I’m not a gut wrenching emo porn kind of guy. Sure, I like it from time to time, because it provides a potent contrast, but I prefer a baseline of building, strengthening and exploring relationships much more than pushing them to the breaking point. Without that baseline, I tend to feel like the higher octane emotional stakes are forced and false. But with it, those moments gain real teeth.

via Robert Donoghue – Why I Try Not To Go To 11.

This really drives home a good point. Because although I DO occasionally enjoy going to 11, I could not stand it if I had to play with the dial cranked up like that all the time. Furthermore, without those more subtle low-key moments, the emo stuff not only gets old really quickly, but it loses a lot of its oomph, too.

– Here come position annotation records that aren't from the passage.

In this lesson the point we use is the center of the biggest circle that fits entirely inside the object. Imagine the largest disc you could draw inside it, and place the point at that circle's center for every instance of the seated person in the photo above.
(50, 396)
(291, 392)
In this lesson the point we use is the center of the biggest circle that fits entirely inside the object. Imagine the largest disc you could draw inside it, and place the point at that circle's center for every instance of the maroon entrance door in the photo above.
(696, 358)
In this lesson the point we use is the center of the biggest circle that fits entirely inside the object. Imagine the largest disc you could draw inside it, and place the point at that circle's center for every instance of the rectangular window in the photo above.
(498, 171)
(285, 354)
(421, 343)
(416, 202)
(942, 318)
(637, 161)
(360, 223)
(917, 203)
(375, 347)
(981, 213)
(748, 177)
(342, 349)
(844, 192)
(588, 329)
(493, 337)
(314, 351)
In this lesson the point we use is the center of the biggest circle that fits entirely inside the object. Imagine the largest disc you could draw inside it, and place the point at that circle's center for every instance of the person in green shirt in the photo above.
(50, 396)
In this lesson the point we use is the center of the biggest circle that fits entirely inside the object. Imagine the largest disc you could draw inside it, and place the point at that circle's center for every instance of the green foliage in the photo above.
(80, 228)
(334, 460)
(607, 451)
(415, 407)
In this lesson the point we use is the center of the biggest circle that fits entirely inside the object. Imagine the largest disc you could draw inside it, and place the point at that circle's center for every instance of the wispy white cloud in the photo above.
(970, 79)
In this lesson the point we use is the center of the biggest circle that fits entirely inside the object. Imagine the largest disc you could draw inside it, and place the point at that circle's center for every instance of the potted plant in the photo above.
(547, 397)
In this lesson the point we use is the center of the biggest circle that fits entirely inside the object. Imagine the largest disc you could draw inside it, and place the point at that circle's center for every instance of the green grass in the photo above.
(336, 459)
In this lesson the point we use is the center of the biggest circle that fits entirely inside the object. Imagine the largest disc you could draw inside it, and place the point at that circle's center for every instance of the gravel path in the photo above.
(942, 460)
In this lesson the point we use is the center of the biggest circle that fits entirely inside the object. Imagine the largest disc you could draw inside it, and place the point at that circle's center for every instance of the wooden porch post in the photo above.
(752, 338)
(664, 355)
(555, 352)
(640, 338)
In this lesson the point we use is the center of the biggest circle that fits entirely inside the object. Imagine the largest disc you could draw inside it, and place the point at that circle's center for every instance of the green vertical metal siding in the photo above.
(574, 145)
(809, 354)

So yeah, although I think it’s fair to say that I probably jack things up toward 11 more often than a lot of players do, and I tend to make soap opera out of things whenever I’m not reined in, I hope I don’t go there too often. I have worried sometimes that I pushed the dial up on a few occasions when others at the table seemed, in retrospect, a bit off-put by it. I don’t recall anyone ever outright telling me to amp it down, but I can think now of several cases during my year with the Rolemonkeys when Chris Heim would undercut my amped-up drama-pushing ways with some sort of goofy or silly response, and I used to get kinda miffed about that but now I think he was just trying to get me to cool the hell down and take myself less seriously. I think maybe Chris Perrin was working a similar angle when we played together for the first time.

Then again, I think Judd Karlman makes a really good point in the comments to Rob’s OP when he points out that a lot of the amped-up emo porn that we hear about when people write/talk about their play experiences is due to people focusing their memorable (and thus most sharable) actual play tales on the big emotional stuff. Certainly I do that. Most of the roleplaying stories I’ve shared are the big emotional ones. But that doesn’t mean they happen all the time, even when I’m in emo DramaMonkey mode, and it doesn’t mean that I want them to happen all the time, because I don’t. It’s just easier for people like me to communicate those emo moments than the more subdued ones. Guys like Rob who write well enough to make “Yes, I knew you had secrets, but it’s ok, I trust you” still sound compelling, they’re pretty rare.